Here is an example of how a TCP conversation starter would look like from a Layman's perspective:
PC1: "Are you there?" (Synchronizing... [SYN])
PC2: "Yes, I am here. Are you ready?" (Acknowledging and Synchronizing... [SYN-ACK])
PC1: "Ok, I am here and ready." (Acknowledging... [ACK])
So:
- The sender initiates the connection by sending a packet with the SYN bit set to 1.
- The receiver responds with a packet that has both the SYN bit and the ACK bit set to 1.
- The sender completes the handshake by sending a final packet with its ACK bit set to 1.
What are SYN, SYN-ACK, and ACK mean exactly?
They are control bits/flags explicitly defined in TCP headers to control establishing connections, connection abortion, flow control, mode of transfer etc.
From here on, the SEQ and the ACK control bits will be used to keep track of the session.
Here is a more detailed description of the succeeding conversation from a high-level perspective:
PC1: I want to send you some data. It will be in 12 packets, each 256 bytes long.

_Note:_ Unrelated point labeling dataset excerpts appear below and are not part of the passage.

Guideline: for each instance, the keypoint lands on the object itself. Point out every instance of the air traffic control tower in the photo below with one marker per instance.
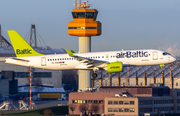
(84, 26)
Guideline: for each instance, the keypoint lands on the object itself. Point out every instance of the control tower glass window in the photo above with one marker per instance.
(89, 14)
(74, 15)
(80, 15)
(95, 15)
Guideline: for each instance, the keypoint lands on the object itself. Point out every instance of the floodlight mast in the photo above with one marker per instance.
(84, 25)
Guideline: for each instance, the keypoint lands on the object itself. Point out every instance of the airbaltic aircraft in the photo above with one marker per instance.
(112, 62)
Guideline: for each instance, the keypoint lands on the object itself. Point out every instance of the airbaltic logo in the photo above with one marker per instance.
(24, 51)
(114, 67)
(132, 54)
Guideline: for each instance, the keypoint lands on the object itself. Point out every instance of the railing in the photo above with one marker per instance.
(38, 106)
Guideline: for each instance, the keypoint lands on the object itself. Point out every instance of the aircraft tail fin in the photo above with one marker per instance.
(21, 47)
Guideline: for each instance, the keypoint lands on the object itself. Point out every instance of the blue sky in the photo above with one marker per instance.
(126, 24)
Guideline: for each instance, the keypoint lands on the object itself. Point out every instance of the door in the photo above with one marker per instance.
(107, 57)
(155, 56)
(43, 61)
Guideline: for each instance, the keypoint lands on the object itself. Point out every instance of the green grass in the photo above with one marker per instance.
(58, 110)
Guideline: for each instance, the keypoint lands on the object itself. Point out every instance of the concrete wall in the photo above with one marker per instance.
(4, 87)
(55, 80)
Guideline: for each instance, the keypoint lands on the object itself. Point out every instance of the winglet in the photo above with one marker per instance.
(21, 47)
(69, 53)
(161, 65)
(73, 51)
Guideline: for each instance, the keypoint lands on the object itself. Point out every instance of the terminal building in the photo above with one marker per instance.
(128, 100)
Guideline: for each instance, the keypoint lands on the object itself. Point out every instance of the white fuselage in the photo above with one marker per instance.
(66, 62)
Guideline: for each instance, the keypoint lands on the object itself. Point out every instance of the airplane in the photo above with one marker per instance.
(111, 61)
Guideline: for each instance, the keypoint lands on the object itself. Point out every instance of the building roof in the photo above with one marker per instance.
(43, 90)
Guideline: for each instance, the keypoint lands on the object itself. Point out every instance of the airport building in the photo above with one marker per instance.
(127, 100)
(169, 75)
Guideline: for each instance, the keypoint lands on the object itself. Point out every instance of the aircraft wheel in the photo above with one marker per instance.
(94, 75)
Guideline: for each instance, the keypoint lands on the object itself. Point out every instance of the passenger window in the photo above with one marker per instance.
(80, 15)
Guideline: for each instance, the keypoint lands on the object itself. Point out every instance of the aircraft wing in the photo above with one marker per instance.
(18, 59)
(90, 63)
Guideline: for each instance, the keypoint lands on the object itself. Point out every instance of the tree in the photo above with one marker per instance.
(95, 108)
(72, 107)
(70, 80)
(83, 108)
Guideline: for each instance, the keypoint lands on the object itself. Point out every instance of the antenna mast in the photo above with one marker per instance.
(33, 36)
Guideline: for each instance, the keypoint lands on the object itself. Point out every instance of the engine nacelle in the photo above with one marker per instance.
(114, 67)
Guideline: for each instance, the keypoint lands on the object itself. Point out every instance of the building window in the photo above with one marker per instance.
(126, 102)
(145, 110)
(145, 102)
(163, 109)
(90, 101)
(178, 100)
(120, 102)
(84, 101)
(163, 101)
(131, 102)
(79, 101)
(115, 102)
(131, 109)
(96, 101)
(120, 109)
(110, 110)
(115, 109)
(178, 108)
(101, 101)
(110, 102)
(126, 109)
(74, 101)
(178, 93)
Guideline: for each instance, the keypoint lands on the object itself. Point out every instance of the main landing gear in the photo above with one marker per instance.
(94, 75)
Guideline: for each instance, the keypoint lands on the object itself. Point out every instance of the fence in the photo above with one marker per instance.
(39, 105)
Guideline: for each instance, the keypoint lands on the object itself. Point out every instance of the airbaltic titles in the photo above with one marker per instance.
(132, 54)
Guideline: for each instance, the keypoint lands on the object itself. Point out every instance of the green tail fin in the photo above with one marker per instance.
(21, 47)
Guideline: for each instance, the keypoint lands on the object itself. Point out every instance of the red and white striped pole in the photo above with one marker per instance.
(30, 83)
(170, 79)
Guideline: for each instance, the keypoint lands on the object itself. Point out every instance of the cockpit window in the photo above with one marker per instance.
(165, 53)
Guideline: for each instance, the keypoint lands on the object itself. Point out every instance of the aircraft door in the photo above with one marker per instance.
(155, 56)
(107, 56)
(43, 61)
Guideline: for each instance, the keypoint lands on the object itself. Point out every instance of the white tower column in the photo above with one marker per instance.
(84, 75)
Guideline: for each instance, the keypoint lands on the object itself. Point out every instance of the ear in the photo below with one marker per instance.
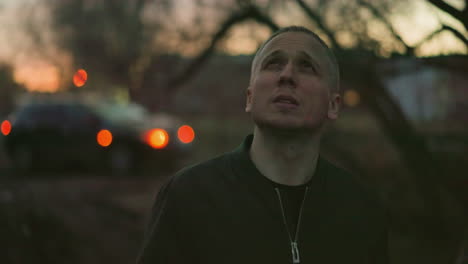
(334, 106)
(248, 104)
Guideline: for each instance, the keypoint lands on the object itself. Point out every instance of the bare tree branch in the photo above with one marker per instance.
(441, 29)
(461, 16)
(319, 21)
(457, 33)
(388, 25)
(249, 12)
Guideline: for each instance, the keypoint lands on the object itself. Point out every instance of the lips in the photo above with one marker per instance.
(286, 99)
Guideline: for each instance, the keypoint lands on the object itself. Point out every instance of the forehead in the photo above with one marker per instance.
(294, 43)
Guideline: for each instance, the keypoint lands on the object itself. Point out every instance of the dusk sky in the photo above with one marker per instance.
(42, 69)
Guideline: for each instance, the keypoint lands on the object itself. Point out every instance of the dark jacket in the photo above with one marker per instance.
(225, 211)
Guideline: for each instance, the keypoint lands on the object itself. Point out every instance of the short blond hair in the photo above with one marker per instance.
(301, 29)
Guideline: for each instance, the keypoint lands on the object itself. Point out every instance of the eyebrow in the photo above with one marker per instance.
(303, 54)
(273, 54)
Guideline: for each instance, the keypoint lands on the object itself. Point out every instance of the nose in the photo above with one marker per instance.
(287, 74)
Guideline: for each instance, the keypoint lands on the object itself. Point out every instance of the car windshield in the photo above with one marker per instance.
(126, 113)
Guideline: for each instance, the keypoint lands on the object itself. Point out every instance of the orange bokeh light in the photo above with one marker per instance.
(104, 138)
(80, 77)
(157, 138)
(6, 127)
(186, 134)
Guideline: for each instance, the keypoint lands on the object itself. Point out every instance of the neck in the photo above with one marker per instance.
(285, 158)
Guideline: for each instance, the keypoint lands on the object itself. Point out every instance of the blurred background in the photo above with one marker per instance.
(102, 100)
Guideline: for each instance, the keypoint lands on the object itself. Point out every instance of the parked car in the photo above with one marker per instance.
(119, 137)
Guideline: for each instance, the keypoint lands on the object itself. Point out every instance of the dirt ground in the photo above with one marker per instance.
(74, 218)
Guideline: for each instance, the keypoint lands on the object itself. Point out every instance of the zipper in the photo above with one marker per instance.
(294, 249)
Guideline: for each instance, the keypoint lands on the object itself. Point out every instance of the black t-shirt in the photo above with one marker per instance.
(225, 211)
(292, 198)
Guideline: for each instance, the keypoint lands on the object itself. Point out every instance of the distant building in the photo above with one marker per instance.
(425, 90)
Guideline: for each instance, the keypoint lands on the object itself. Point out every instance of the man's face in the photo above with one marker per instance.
(291, 85)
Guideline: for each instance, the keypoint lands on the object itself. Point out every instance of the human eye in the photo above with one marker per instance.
(307, 66)
(273, 64)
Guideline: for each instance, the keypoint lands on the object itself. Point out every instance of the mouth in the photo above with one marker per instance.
(286, 100)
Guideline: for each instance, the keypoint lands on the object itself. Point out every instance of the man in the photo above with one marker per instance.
(273, 199)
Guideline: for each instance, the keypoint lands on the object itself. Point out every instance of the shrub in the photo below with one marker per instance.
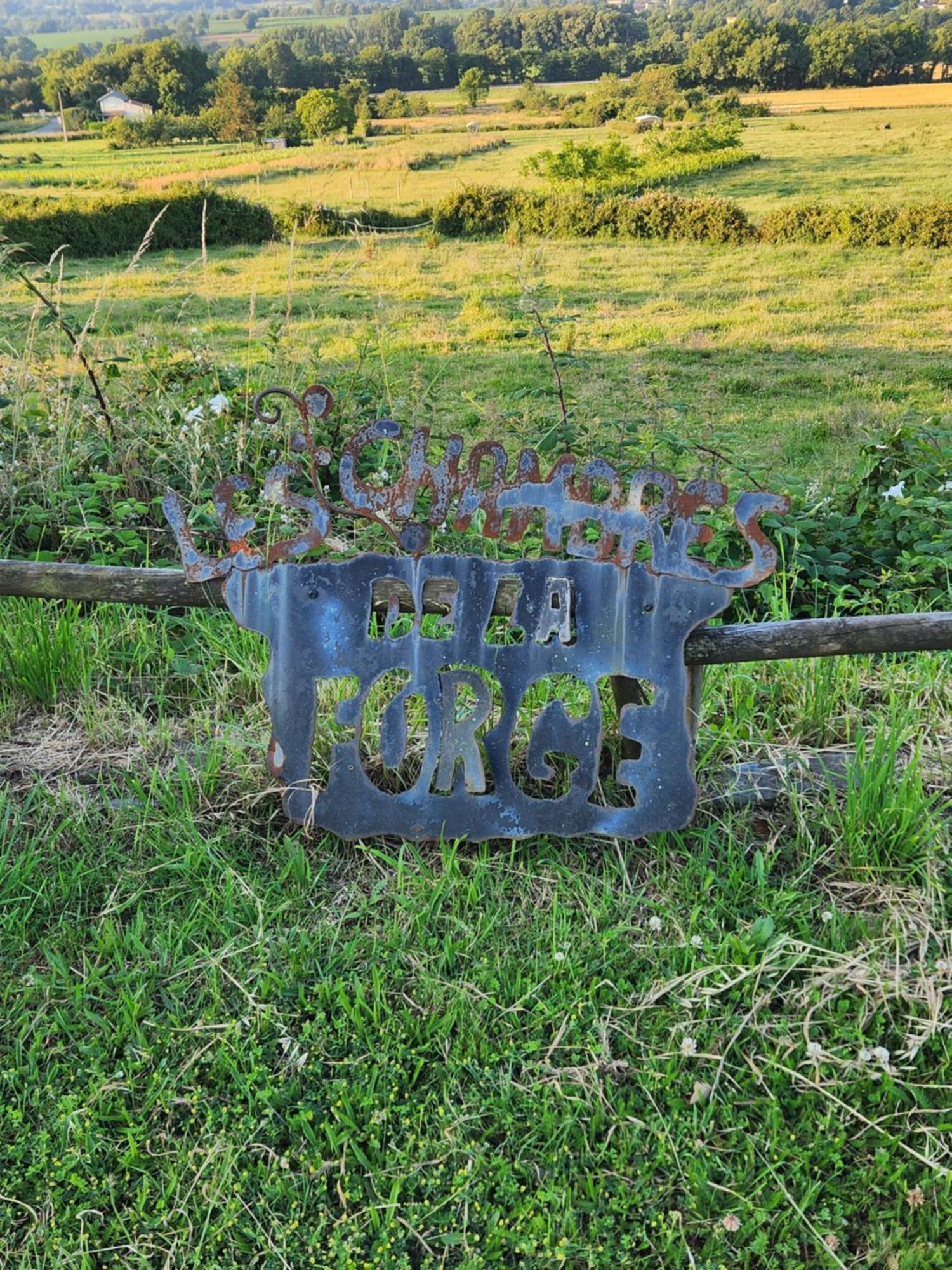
(885, 530)
(486, 211)
(477, 211)
(313, 220)
(587, 164)
(392, 105)
(861, 224)
(696, 139)
(117, 224)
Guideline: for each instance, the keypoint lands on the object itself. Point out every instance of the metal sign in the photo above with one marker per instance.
(521, 647)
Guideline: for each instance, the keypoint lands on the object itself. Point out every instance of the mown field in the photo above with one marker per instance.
(225, 1042)
(890, 156)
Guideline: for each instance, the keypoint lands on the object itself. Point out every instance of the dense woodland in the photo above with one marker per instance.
(715, 46)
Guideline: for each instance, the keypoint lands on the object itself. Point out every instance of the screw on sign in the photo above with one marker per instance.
(619, 603)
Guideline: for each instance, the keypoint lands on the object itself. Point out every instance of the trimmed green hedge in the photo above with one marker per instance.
(117, 224)
(314, 220)
(861, 224)
(482, 211)
(486, 211)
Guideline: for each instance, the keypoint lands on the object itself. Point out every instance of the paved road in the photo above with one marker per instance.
(46, 130)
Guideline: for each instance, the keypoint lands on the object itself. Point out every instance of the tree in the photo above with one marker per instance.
(435, 68)
(281, 123)
(942, 48)
(58, 74)
(324, 111)
(233, 111)
(474, 86)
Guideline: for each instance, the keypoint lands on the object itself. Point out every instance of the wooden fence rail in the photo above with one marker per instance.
(753, 642)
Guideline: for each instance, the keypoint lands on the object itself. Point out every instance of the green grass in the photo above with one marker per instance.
(836, 157)
(223, 1039)
(789, 358)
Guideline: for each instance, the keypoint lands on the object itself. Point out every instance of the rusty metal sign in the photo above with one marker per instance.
(488, 721)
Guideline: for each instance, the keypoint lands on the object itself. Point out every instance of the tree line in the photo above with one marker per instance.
(399, 49)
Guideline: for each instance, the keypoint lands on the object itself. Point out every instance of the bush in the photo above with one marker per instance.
(861, 224)
(313, 220)
(117, 224)
(392, 105)
(885, 530)
(482, 211)
(475, 211)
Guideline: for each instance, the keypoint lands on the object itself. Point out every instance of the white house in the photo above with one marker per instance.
(117, 106)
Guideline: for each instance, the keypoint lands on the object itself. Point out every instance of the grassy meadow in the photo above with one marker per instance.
(885, 154)
(225, 1042)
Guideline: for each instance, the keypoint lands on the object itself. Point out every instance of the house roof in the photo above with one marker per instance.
(115, 92)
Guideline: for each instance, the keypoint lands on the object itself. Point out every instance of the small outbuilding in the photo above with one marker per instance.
(117, 106)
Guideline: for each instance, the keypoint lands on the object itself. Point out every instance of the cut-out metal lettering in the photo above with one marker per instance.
(445, 761)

PC2: I am ready to receive packet 1 of 12.
PC1: I am sending packet 1 of 12, it is 256 bytes long.
PC2: I have received packet 1 of 12, it was 256 bytes long. I am ready to receive packet 2 of 12.
PC1: I am sending packet 2 of 12, it is 256 bytes long.
PD2: I have received packet 2 of 12, but it was only 183 bytes long. Please resend.
PC1: I am sending packet 2 of 12, it is 256 bytes long.
PC2: I have received packet 2 of 12, it was 256 bytes long. I am ready to receive packet 3 of 12.
As computers send data to each other, each TCP/IP layer will either strip (de-encapsulation) or join chunks of data together (segmentation or reassembly) as they move towards or away from the application layer.
If the receiver were to transmit data, TCP would slice the data into segments and wrap each segment with a header (containing all the necessary information) before sending it to the other end.
UDP
- The application layer has to strip data on its own before being transmitted.
- Packets will be sent and can be dropped in a different order than they were transmitted.
- They are sent to the receiver directly without authentication (no three-way handshaking).